Arguably the best movie of Australia’s New Wave is 1980’s Breaker Morant. As the title character in Director Bruce Beresford’s movie, Woodward delivers a performance with such psychic weight and that it will stay in your mind and heart long afterwards.
The story takes place in the waning days of the Boer War, where the battered but still undefeated Dutch immigrant guerrillas continue to resist a much larger British force. To face down the remaining renegades and their ungentlemanly military tactics, the British create an unconventional counter-insurgency force called the Bushveldt Carbineers. The Carbineers are mainly colonials, and include the poetry-writing, cynical and heroic Lt. Morant (Woodward), the free-spirited and lusty Lt. Hancock (Bryan Brown), and idealistic junior officer George Witton, who believes in the goodness of The Empire (Lewis Fitz-Gerald). As the film opens, these three Australians are being court-martialled for shooting Boer prisoners. That they committed the act is never in doubt, but they claim they were following orders from the British high command. Meanwhile, because the British see a conviction as essential for facilitating a peace settlement, they deny complicity and stack the proceedings against the defendants in every way possible.

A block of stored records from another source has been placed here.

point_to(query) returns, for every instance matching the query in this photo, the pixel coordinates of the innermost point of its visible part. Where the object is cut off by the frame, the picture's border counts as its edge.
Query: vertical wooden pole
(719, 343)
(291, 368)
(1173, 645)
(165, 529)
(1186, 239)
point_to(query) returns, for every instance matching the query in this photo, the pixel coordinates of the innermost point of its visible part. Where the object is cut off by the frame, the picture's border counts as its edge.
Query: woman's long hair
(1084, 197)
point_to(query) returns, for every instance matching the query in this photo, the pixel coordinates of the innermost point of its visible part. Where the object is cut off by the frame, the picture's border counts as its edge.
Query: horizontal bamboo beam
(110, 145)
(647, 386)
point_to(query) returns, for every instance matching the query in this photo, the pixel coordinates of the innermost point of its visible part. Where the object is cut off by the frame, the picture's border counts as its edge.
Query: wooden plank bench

This is the movie that brought Bruce Beresford to the attention of Hollywood, where he later directed Tender Mercies and Driving Miss Daisy. There are a few overly theatrical moments in the film, but overall this is highly accomplished directorial work by Beresford. He also contributed to the superb screenplay, along with Kenneth Ross (who wrote the play), Jonathan Hardy and David Stephens.
Under Beresford’s watchful eye, the entire cast is riveting, including the three actors playing the accused and Jack Thompson as their initially unpromising but ultimately crafty defense counsel. The smaller parts are also well-turned, with not a weak performance anywhere.
Woodward, though British by birth, had a long lasting affinity for Australia and could claim many fans there (including from his music hall tours as a singer) before he made this film. He deservedly expanded that fan base with his bravura performance in Breaker Morant, not just in Australia but world wide. His acting here recalls Michael Kitchen’s style in that he is the most magnetic when he is not speaking. Sadness, pain and well-earned disillusionment are visible in his gestures, his eyes, and his weather-beaten mien. Foreknowledge of doom hangs over his every scene in this film.
Donald McAlpine’s cinematography, with Australia standing in for South Africa, is also a major asset. Shooting in lovely physical terrain, he did everything he could with lenses, filters and exposures to emphasize its bleakness. Lush and colorful outdoor scenes would have otherwise contrasted too much with the downbeat tone of the story.
The film also contains intriguing historical nuggets about the Boer War, the conflict that opened the bloodiest century of military conflict in human history. The war gave us the word “commando” and the term “concentration camp”. The Carbineers were the first special forces unit to employ COIN tactics. And the court-martial portrayed actually happened, although the film is based on a book (“Scapegoats of the Empire”) which told the story entirely from the side of the accused and therefore may not be completely accurate.
Breaker Morant is a devastating, brilliant piece of cinema, a Caine Mutiny of its time. Australia cinema has clearly arrived on the world stage.